Глядя на него, беспомощного, лысого, Василий невольно усмехнулся.
— Но что же все-таки делать? Там у нас бронепоезд пыхтит, — добивался он. — Куда снаряды девать? Целые ж склады на колесах. Им цены нет!
Билаш пятерней провел по лицу, словно снимая боль и усталость. Что он мог посоветовать?
— Скажи людям, хай ждут.
— Мы как обреченные! — возмутился Василий. — Давайте влупим по комиссарам! Столько снарядов. Душа горит!
— Нет, — вздохнул начальник штаба. — По таким же трудягам? Нет. Хай они берут грех на душу. Да и кто бить станет?
С упавшим сердцем Данилов возвращался на станцию. По пути неожиданно встретил Клешню, который как-то помогал ему грузить снаряды.
— Куда бредешь, землероб?
— Ты хотя и начальник, Вася, а свойский. Скажу правду: шукаю попутчиков.
— Домой, что ли?
— Ага. Переболел уже, отвоевался, и командир мой драпанул, Сашка Семинарист. Можэ, чув?
— Бандитская рожа такая?
Захарий кивнул.
— Далеко побёг?
— Та до красных вроде. Счас одна дорога.
— У него ж золотишко, наверно? Заберут!
— Не-а, Сашка и у йих будэ командиром. А от я… дурак, — Клешня почесал затылок. — Був кинь мохноногий, немецкий, и той сдох!
— Не боишься чека? — Данилов глянул искоса.
— А шо ж теперь? Тысячи тикають.
— Ел сегодня? — еще поинтересовался Василий.
— Не-а.
— Ну, тогда дуй со мной на бронепоезд. Там каша варится.
Увидев их, Лонцов спросил:
— Что слышно в штабе?
— Валяются стриженые. Велели ждать.
— У моря погоды? — вскипел командир бронепоезда. Приплюснутый нос его побагровел. — У меня вон, пока ты ходил, вся прислуга разбежалась!
— Ишь ты, вызверился, как коза на мясника, — не остался в долгу и Данилов. — Я что тебе, Батько?
— Та-ак, — перевел дух Лонцов. — А это кто еще припёрся?
— Герой гражданской войны, познакомься. Захар Клешня прозывается. Семь мух одним махом убивает!

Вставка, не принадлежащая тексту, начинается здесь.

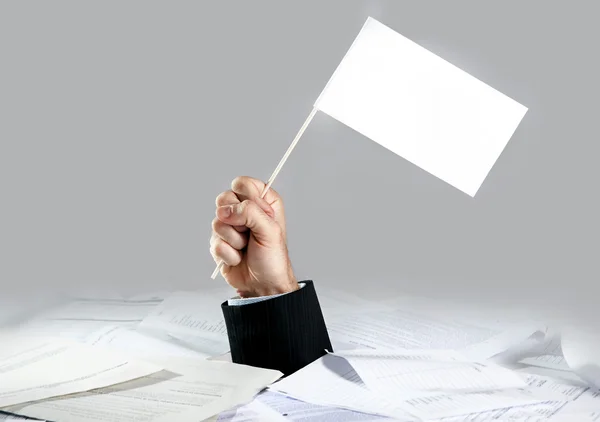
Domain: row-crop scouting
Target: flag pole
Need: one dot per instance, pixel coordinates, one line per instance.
(277, 170)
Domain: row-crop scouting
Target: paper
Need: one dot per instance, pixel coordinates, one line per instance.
(38, 368)
(270, 406)
(562, 402)
(77, 330)
(331, 381)
(193, 318)
(138, 345)
(420, 107)
(397, 329)
(580, 345)
(407, 373)
(579, 398)
(5, 417)
(550, 356)
(191, 390)
(116, 310)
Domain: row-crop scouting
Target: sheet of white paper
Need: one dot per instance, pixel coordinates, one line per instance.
(331, 381)
(192, 391)
(277, 407)
(398, 329)
(251, 412)
(564, 402)
(403, 373)
(420, 107)
(38, 368)
(579, 417)
(550, 357)
(5, 417)
(580, 345)
(193, 319)
(529, 413)
(116, 310)
(188, 313)
(445, 406)
(132, 343)
(580, 398)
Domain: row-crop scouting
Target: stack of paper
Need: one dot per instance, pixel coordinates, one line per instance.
(33, 368)
(188, 390)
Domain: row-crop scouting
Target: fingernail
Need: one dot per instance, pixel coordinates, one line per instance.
(225, 211)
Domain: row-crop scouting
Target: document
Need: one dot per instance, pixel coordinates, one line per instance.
(39, 368)
(420, 107)
(562, 402)
(403, 373)
(116, 310)
(453, 405)
(76, 330)
(193, 319)
(132, 343)
(581, 398)
(269, 406)
(188, 390)
(6, 417)
(550, 356)
(398, 329)
(330, 381)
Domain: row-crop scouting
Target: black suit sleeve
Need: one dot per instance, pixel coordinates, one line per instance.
(285, 333)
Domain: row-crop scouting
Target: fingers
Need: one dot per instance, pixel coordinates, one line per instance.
(227, 198)
(251, 214)
(249, 188)
(236, 239)
(222, 251)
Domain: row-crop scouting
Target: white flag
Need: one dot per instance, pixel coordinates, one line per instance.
(421, 107)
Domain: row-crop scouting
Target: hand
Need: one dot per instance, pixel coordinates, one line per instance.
(249, 237)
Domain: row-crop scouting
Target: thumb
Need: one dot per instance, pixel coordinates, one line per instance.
(249, 214)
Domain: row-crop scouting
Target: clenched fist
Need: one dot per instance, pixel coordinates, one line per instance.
(249, 237)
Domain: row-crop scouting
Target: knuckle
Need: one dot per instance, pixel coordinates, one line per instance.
(223, 198)
(239, 183)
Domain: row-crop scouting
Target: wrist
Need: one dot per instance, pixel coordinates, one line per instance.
(283, 285)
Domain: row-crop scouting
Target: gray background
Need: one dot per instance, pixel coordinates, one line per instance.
(121, 121)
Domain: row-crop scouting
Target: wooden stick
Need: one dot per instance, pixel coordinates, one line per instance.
(276, 172)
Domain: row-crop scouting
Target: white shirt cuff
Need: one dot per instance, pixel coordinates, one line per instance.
(239, 301)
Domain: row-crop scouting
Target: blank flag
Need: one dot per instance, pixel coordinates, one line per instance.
(421, 107)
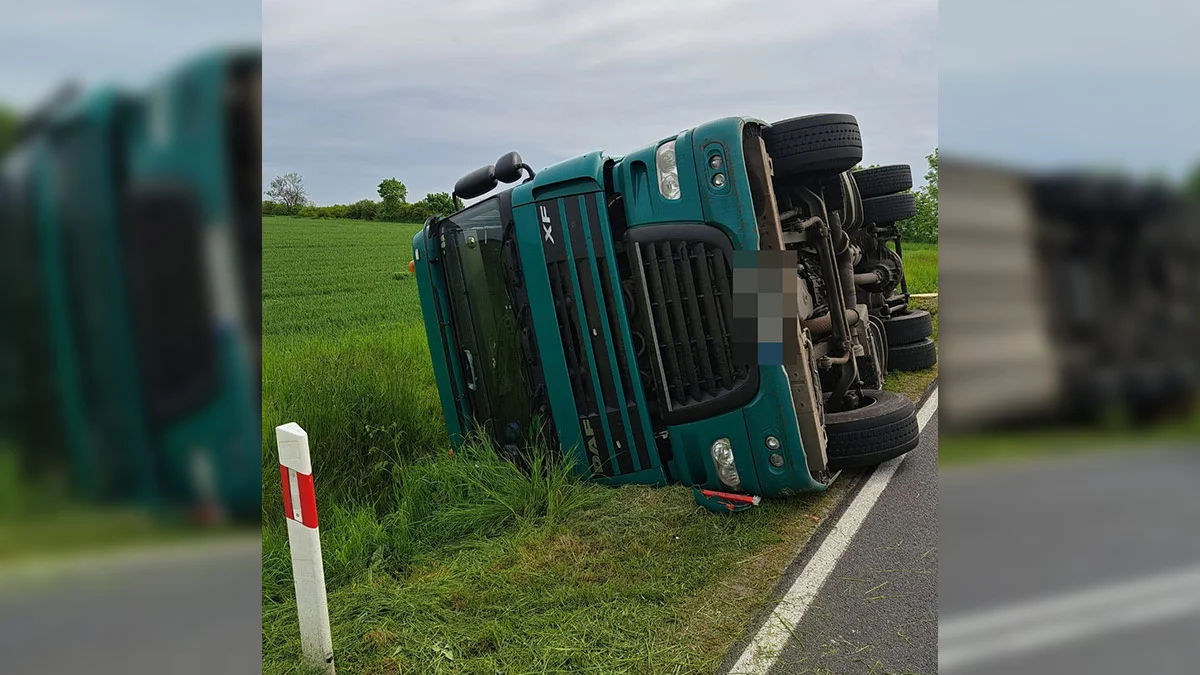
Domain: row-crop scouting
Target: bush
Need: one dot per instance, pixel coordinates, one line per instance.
(363, 209)
(274, 209)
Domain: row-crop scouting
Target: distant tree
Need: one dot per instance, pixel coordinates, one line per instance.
(9, 124)
(439, 203)
(1193, 184)
(393, 195)
(289, 191)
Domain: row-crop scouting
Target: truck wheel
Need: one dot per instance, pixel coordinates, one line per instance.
(877, 181)
(882, 429)
(814, 144)
(916, 356)
(909, 327)
(889, 208)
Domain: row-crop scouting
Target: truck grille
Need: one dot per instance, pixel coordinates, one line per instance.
(586, 310)
(684, 275)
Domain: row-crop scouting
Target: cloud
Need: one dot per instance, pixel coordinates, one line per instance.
(129, 42)
(1047, 84)
(355, 93)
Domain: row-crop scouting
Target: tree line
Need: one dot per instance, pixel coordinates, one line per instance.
(288, 196)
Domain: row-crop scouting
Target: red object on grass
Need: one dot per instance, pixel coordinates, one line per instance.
(732, 496)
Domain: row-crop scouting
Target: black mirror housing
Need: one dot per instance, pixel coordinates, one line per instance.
(477, 183)
(508, 167)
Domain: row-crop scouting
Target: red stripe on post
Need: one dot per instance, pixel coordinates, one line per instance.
(287, 491)
(307, 500)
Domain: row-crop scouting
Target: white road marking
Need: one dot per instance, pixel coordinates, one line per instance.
(1029, 626)
(763, 650)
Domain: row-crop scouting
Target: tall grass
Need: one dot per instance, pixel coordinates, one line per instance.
(921, 267)
(472, 563)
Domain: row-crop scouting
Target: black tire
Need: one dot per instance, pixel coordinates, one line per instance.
(915, 356)
(879, 431)
(877, 181)
(889, 208)
(814, 144)
(909, 327)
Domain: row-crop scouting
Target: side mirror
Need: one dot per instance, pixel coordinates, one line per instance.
(479, 181)
(508, 167)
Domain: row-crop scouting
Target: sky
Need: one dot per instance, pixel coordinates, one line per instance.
(424, 91)
(129, 42)
(1042, 83)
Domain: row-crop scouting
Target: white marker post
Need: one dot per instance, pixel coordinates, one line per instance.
(307, 571)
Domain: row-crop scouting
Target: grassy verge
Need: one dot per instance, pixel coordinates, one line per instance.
(441, 563)
(921, 267)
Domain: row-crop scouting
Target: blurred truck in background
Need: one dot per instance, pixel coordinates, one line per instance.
(1068, 297)
(130, 321)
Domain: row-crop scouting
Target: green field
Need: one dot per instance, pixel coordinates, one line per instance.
(465, 565)
(921, 267)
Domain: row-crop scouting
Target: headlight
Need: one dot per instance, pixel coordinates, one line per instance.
(669, 174)
(723, 457)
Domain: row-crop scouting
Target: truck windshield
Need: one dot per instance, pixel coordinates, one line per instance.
(485, 322)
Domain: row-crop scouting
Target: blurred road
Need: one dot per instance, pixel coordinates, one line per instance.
(1089, 563)
(192, 609)
(873, 605)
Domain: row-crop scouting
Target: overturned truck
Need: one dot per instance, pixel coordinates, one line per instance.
(711, 310)
(1071, 297)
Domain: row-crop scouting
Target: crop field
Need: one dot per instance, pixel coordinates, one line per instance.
(439, 563)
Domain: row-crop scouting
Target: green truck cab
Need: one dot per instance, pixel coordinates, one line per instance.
(132, 246)
(611, 305)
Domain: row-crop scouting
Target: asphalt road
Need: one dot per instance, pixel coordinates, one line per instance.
(1084, 563)
(877, 609)
(183, 611)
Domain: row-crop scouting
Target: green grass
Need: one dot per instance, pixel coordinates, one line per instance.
(439, 563)
(921, 267)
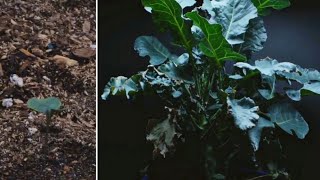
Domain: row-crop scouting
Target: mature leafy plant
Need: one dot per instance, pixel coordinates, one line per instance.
(203, 96)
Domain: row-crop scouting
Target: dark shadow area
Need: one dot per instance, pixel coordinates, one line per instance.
(293, 35)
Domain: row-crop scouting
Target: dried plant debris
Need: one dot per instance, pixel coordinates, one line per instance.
(47, 48)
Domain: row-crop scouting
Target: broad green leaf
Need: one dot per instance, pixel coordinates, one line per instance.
(234, 17)
(244, 112)
(176, 73)
(255, 132)
(288, 119)
(263, 6)
(181, 60)
(152, 47)
(44, 105)
(207, 6)
(186, 3)
(255, 36)
(118, 85)
(168, 15)
(214, 44)
(163, 134)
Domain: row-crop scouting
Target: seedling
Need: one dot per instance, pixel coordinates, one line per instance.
(46, 106)
(239, 110)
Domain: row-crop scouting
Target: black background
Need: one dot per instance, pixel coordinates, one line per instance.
(293, 35)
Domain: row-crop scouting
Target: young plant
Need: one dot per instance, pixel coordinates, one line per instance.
(231, 109)
(46, 106)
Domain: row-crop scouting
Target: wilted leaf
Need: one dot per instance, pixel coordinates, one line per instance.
(213, 44)
(84, 52)
(255, 36)
(44, 105)
(268, 66)
(288, 119)
(163, 134)
(118, 85)
(234, 17)
(244, 112)
(255, 132)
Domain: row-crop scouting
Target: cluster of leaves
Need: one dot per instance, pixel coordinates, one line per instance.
(200, 94)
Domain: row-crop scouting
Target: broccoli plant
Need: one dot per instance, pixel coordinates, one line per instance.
(46, 106)
(234, 106)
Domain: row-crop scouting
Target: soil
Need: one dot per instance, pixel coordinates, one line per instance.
(32, 34)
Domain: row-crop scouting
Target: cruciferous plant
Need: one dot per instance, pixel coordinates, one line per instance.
(215, 89)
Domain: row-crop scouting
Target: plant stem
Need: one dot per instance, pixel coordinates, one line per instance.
(211, 125)
(47, 132)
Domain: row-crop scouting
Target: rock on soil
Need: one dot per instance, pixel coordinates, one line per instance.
(32, 33)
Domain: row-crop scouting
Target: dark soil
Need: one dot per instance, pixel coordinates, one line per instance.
(32, 33)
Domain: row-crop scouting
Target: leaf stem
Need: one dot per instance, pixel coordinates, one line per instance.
(259, 177)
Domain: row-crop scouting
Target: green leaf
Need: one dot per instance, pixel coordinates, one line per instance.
(214, 44)
(162, 135)
(255, 36)
(44, 105)
(255, 132)
(244, 112)
(207, 6)
(288, 119)
(186, 3)
(168, 15)
(234, 17)
(181, 60)
(152, 47)
(270, 81)
(118, 85)
(263, 6)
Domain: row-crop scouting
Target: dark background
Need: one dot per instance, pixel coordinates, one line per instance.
(293, 35)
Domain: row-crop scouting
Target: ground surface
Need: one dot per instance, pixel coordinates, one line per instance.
(32, 33)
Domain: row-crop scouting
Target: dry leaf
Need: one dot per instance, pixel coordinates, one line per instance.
(65, 60)
(26, 52)
(37, 51)
(84, 52)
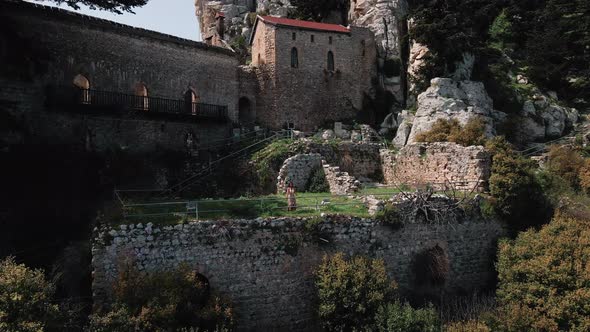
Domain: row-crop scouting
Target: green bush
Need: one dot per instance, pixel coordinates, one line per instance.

— Ловко. Нам бы и раковую шейку для гарнира, — потеплел Кочубей. — Повар-то остался. Эй, Никодим, тащи жратву! Станем жить по правилу: родился мал, вырос глуп, а умер пьян. Ром не забудь, Никодим! Тот, аглицкий, — сногсшибательный. От тифа вроде спасает, а уж от тоски… и подавно.
Они пили день и полночи, пели, плясали в обнимку с трехдюймовыми пушками. А что оставалось делать? Никто их не посещал, не тревожил. Сами себе атаманы, и катись всё оно к е… матери пид тры чорты!
А утром на станцию прибыл знакомый бронепоезд, брошенный на Хортице. Из теплушек посыпались красноармейцы. Явился дядя в островерхой шапке-богатырке.
— Петр Лебеда, назначен комендантом Никополя, — представился довольно угрюмо. — Где ваше махновское начальство?
— В городе, — отвечал Данилов.
— Ведите меня к ним!
— Пожалуйста. Но они все… в тифу.
— Гм-м, это хужее, — засомневался новоиспеченный комендант. — Ладненько. Я еще вернусь, — и зашагал по шпалам.
Повстанцы переглянулись. На похмелье и так было тошно, тревожно на душе, а тут этот хмурый тип.
— Мы что, полудурки, чтобы ждать его? — спросил Кочубей. — Слышь, Вася, мигом дуй в штаб, скажи: надо тикать. Кто хочет и может — пусть с нами.
Данилов ушел. Вокруг бронепоезда уже шастали красноармейцы, заглядывали в щели, что-то обсуждали. Внутрь пока не лезли. Опасались или ждали приказа? В любом случае нужно было удирать. Ничего доброго это соседство не предвещало.